RNA-Technologie tritt in eine neue Phase
BB Biotech hat bereits frühzeitig das medizinische Potenzial der RNA-Technologien erkannt. Insgesamt vier Firmen mit RNA-Fokus, darunter unsere Kernbeteiligungen Moderna und Ionis, stellen aktuell rund 25% unseres Beteiligungsportfolios. Die teils zweistelligen Kursgewinne dieser Firmen als Reaktion auf den Durchbruch bei Alnylam verhalfen auch der Aktie von BB Biotech zu einem Kursgewinn von 10% in diesem Zeitraum. Neben Alnylam verzeichnete unsere Beteiligung Wave Life Sciences Kursgewinne von 50%. Auslöser war die Ankündigung, im nächsten Jahr mit den klinischen Studien für einen Wirkstoff im Verfahren der Genomeditierung zu beginnen.

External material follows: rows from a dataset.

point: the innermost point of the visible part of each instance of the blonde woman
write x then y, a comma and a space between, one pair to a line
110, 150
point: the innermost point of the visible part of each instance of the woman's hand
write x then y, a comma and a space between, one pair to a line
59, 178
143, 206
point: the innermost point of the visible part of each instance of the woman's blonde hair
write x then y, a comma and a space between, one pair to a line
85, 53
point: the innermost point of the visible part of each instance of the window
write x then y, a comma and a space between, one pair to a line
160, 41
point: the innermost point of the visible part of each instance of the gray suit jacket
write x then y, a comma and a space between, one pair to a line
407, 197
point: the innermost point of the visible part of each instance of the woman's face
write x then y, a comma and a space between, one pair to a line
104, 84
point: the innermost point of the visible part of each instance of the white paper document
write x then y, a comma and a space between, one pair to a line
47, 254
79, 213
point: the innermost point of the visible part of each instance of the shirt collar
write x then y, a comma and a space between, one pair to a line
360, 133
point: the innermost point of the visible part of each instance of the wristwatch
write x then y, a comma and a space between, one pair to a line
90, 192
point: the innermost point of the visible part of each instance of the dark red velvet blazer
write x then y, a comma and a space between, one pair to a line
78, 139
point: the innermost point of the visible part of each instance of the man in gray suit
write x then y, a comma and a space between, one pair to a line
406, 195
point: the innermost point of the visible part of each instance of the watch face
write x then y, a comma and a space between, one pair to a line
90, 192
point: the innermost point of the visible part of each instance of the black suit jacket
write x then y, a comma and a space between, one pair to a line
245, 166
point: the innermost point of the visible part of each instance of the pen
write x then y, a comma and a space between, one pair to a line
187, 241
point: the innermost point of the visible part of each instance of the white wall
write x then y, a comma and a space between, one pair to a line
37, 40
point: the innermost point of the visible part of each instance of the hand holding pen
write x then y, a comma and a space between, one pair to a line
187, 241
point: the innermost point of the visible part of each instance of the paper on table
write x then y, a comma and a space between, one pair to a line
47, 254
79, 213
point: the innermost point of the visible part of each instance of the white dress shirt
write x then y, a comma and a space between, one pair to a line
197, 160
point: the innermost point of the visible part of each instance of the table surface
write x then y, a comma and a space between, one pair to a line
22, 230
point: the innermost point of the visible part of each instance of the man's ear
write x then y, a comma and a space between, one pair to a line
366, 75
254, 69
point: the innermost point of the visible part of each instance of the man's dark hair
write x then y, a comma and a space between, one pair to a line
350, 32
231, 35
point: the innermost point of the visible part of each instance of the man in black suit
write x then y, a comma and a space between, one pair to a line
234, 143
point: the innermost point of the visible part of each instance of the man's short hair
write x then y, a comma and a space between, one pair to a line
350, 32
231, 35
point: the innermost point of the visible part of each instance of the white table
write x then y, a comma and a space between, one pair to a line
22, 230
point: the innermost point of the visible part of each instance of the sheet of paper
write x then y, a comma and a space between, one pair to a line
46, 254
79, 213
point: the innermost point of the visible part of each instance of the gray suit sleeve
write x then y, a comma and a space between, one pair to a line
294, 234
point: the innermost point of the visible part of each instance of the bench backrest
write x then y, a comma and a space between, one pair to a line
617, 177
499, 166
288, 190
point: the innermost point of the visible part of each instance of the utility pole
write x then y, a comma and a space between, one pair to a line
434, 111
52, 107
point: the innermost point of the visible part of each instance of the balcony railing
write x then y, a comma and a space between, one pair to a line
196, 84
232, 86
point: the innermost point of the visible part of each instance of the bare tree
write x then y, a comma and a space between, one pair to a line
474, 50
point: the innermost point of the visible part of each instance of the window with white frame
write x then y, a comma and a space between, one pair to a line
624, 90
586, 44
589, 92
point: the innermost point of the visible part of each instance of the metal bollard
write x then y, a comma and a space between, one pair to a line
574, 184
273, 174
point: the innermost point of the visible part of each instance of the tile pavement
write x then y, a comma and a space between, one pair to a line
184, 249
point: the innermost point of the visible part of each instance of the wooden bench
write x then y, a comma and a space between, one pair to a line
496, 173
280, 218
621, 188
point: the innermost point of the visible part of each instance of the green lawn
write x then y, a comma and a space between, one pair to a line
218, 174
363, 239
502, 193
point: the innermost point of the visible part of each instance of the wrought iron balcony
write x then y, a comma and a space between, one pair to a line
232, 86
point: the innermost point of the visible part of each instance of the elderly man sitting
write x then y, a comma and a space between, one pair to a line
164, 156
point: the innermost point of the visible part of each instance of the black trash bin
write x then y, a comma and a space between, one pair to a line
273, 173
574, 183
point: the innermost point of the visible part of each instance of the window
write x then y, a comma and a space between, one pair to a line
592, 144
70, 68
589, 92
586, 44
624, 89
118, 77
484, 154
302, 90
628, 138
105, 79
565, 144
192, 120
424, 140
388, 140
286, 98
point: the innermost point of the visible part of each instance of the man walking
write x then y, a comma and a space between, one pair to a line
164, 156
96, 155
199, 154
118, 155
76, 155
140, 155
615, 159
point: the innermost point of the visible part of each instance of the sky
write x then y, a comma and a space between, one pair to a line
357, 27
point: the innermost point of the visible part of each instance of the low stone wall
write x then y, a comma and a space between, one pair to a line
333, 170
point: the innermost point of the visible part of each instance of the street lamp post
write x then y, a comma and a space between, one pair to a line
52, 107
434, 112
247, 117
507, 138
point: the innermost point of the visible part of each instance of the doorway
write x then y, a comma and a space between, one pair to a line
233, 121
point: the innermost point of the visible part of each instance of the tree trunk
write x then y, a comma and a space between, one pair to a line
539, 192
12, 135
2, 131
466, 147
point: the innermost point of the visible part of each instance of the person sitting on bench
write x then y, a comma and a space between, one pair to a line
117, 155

Auf Sicht der nächsten Jahre erwarten wir bei den RNA-basierten Arzneien den Übergang in eine neue Marktphase. Immer vorausgesetzt, dass sich die Erfolge in klinischen Spätphasen fortsetzen, wird sich das Einsatzspektrum auf Krankheiten erweitern, von denen eine grössere Patientenzahl betroffen ist. Dazu zählen Herz-Kreislauf-Erkrankungen, Stoffwechselstörungen, Krebs oder Organfibrosen. Im Erfolgsfall erzielen innovative Produkte Milliardeneinnahmen.